The EIS has commented on the launch of the Curriculum for Excellence Review Implementation Framework, which was recently published on the Scottish Government website.

The Implementation Framework sets out how the Scottish Government intends to address the recommendations in the Organisation for Economic Co-operation and Development (OECD) report, Scotland’s Curriculum for Excellence: Into the Future.

Commenting, EIS General Secretary Larry Flanagan said, “The EIS welcomes the commitment to the further empowerment of schools and teachers outlined in the Framework but would also emphasise that, in order for rhetoric to become reality, those with power must be willing to surrender some of their control.

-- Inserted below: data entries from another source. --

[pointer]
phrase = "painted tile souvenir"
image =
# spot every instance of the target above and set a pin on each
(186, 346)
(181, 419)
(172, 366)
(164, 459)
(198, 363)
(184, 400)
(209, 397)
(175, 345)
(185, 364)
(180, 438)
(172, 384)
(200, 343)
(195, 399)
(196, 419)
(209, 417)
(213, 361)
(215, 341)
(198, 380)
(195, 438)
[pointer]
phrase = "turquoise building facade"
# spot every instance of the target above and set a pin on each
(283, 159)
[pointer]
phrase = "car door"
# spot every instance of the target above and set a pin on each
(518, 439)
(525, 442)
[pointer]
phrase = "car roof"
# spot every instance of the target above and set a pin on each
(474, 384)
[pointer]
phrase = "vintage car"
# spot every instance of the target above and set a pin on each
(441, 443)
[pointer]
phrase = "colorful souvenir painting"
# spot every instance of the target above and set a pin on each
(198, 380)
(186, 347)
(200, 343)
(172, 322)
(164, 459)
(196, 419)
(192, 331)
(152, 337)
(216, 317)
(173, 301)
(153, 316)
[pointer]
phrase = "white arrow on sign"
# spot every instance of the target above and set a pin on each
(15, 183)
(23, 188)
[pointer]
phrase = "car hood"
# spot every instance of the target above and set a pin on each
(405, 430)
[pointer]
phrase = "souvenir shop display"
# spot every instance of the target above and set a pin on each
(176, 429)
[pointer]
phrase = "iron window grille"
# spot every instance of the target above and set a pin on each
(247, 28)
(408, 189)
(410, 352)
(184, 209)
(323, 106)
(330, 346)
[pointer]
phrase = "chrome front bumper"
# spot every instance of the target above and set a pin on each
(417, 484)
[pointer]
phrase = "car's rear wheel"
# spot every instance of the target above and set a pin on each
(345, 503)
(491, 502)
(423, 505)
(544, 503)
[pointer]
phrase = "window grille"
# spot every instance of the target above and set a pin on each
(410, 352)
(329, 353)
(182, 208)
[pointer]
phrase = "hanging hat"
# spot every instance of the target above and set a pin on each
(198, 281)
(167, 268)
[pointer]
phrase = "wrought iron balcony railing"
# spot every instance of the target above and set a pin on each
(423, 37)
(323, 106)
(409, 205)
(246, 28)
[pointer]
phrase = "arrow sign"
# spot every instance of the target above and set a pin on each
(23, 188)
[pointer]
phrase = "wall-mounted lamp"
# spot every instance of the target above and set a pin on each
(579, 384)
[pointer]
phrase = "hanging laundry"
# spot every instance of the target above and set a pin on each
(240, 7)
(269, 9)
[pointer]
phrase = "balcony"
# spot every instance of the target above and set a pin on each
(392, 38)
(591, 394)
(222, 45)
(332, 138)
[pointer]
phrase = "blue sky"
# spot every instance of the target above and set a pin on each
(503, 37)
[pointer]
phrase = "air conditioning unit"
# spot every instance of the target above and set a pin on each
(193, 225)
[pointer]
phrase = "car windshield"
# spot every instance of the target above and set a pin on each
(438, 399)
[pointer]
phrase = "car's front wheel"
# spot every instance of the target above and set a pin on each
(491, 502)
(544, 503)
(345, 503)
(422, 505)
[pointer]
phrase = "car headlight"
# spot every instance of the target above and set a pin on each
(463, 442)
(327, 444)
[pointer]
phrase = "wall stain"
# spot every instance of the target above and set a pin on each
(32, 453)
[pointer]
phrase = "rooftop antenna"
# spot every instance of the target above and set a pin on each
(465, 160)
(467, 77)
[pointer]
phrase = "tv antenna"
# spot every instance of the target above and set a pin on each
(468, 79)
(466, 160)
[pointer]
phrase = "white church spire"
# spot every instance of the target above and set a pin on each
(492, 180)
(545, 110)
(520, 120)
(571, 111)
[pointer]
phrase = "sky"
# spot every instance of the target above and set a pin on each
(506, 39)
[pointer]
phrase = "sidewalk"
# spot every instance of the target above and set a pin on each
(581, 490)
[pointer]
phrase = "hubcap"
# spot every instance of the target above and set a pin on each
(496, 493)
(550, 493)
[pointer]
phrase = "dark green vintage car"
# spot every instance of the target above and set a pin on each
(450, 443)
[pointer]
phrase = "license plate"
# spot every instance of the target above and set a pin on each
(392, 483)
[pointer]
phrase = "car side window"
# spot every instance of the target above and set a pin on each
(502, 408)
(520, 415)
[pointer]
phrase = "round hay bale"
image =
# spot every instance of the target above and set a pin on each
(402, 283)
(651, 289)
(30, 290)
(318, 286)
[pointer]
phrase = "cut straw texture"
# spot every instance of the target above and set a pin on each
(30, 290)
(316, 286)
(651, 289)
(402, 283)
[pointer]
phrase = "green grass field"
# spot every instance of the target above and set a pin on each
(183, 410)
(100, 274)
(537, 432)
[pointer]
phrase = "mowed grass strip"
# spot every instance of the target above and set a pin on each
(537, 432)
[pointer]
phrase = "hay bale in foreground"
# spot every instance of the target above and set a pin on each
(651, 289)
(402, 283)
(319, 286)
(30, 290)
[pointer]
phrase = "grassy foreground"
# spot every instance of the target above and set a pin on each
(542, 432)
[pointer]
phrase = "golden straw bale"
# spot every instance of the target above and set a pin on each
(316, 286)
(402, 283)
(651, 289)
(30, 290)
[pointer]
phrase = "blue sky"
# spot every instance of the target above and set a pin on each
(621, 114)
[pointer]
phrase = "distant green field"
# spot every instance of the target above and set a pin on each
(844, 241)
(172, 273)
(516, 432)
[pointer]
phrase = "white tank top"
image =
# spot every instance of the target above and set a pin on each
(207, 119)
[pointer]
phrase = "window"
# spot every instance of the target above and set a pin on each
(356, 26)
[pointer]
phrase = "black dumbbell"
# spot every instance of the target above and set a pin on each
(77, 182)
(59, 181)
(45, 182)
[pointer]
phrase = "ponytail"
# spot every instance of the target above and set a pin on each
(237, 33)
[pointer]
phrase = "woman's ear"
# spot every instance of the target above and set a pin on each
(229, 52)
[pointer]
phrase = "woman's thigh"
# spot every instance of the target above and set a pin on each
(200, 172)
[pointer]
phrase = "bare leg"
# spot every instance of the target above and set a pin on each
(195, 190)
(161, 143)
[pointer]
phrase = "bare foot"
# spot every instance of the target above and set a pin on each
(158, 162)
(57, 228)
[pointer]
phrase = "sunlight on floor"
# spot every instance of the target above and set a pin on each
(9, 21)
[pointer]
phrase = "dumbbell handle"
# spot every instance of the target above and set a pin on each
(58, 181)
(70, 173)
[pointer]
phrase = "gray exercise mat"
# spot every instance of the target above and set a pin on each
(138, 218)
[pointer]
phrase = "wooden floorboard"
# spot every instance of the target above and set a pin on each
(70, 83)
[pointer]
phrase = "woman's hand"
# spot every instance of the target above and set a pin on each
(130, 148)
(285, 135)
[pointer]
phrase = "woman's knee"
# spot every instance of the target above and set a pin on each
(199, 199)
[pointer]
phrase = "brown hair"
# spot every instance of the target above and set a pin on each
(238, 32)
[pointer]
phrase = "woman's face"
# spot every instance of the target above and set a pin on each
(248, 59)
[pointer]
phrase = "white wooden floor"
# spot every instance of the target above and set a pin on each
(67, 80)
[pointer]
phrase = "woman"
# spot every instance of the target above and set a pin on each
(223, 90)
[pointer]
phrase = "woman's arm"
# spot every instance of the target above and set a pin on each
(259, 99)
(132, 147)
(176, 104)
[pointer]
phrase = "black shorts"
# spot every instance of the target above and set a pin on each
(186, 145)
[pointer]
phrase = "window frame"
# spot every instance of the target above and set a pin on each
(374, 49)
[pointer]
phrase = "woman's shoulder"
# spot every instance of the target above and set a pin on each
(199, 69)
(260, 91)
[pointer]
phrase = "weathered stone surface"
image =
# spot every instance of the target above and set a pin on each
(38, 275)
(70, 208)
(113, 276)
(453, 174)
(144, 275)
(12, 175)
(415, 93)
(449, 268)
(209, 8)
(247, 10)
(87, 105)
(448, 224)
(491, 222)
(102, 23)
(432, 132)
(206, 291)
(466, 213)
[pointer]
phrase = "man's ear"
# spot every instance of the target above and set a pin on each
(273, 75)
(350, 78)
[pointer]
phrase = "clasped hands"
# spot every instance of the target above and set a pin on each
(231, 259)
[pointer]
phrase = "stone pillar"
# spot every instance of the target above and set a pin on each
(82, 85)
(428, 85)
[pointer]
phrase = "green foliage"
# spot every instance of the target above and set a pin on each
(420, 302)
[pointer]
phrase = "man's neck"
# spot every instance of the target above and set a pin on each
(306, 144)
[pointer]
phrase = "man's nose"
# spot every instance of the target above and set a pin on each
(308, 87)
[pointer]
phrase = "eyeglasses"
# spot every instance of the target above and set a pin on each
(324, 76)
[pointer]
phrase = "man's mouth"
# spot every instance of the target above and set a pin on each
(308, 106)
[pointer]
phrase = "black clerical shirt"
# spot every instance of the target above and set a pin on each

Specifically, this means the Scottish Government and its Learning Directorate need to step back and allow practitioners and educationalists to have enhanced voice and agency in the implementation process. There is a danger that the multitude of fora being created will simply provide a smokescreen for an even more centralised approach to education governance. The EIS is clear, also, that government appointed groups like the Teachers’ Panel cannot be a substitute for engaging with the professional associations which represent Scotland’s teachers.”

Mr Flanagan continued, “We welcome the commitment to increased teacher numbers and reduced class contact time which are both essential steps in supporting education recovery for Scotland’s young people. The delivery of these commitments needs to be expedited, however, as action is needed now to ensure that all pupils can receive the level of support they both need and deserve.”

Mr Flanagan went on to add, “The EIS believes that the proposed timescale around the introduction of a new qualification framework (Sept 22- Aug 24) is woefully inadequate – this is an urgent problem highlighted by the pandemic where the clear inequity of the previous high stakes exam approach was exposed for all to see. The delivery of a new qualifications framework needs an urgent approach so that we do not default back to a discredited system which failed too many young people from disadvantaged backgrounds.”